La vie dans cette société multi culturelle, en évolution constante, aux savoirs-faires évoluant rapidement mérite une éducation adéquate, la réussite pour tous, sans laissés pour compte, sans discrimination que ce soit et avec en son centre pour fer de lance le respect et l’amour de l’être humain quel qu’il soit.

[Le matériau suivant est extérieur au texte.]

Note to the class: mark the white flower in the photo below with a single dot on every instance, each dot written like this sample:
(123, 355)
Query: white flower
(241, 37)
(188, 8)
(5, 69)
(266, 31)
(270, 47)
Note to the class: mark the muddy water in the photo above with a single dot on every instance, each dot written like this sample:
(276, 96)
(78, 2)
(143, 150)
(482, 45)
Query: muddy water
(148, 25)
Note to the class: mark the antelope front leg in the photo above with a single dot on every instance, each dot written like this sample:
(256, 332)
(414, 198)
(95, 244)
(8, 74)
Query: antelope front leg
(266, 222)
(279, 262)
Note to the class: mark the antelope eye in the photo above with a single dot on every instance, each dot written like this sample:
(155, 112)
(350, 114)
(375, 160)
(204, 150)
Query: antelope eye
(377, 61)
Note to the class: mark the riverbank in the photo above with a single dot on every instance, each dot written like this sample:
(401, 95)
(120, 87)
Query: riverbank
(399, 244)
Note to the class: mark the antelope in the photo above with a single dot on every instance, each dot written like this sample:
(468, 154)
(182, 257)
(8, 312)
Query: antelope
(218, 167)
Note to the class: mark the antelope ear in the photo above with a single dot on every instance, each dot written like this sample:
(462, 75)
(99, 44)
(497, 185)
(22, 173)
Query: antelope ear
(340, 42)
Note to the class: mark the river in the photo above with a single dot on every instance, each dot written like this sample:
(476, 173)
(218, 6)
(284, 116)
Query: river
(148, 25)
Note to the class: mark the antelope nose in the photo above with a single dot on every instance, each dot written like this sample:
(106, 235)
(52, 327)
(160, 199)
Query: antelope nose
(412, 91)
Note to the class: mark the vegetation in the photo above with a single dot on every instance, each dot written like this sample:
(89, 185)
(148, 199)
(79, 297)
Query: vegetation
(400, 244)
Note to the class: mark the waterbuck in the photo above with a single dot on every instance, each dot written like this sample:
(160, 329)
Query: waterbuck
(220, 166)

  • Pour info personnelle : les chiffres ne se trompent pas souvent. J’avais eu connaissance à l’IA des critères sociaux qui entrent en compte dans les réussites ou échecs scolaires des enfants par rapport aux conditions de vie des familles. Force est de constater que notre cas familial reposait sur un pourcentage d’échec possible dont, même si mes enfants n’entrent pas dans les critères les plus défavorisés me font penser que cet échec ne les fait pas mentir : 2 de mes enfants sur 4 hors système pour différentes raisons.

Les personnes qui me connaissent ainsi que ma vie de famille, qui connaissent mes engagements en faveur de la jeunesse disent qu’il ne faut pas que je prenne cela pour argent comptant. Pourtant, dites-moi si je ne dois pas me sentir fautive d’avoir un jour fait le choix d’élever mes enfants, de leur offrir l’éducation que j’avais choisie de leur transmettre et en cela de priver mon foyer de revenus…..dites-moi si je ne dois pas me sentir fautive d’avoir élevé mes enfants avec des idées anticonformistes qui même si je les modérais alors les ont mis sur le bord de la route ?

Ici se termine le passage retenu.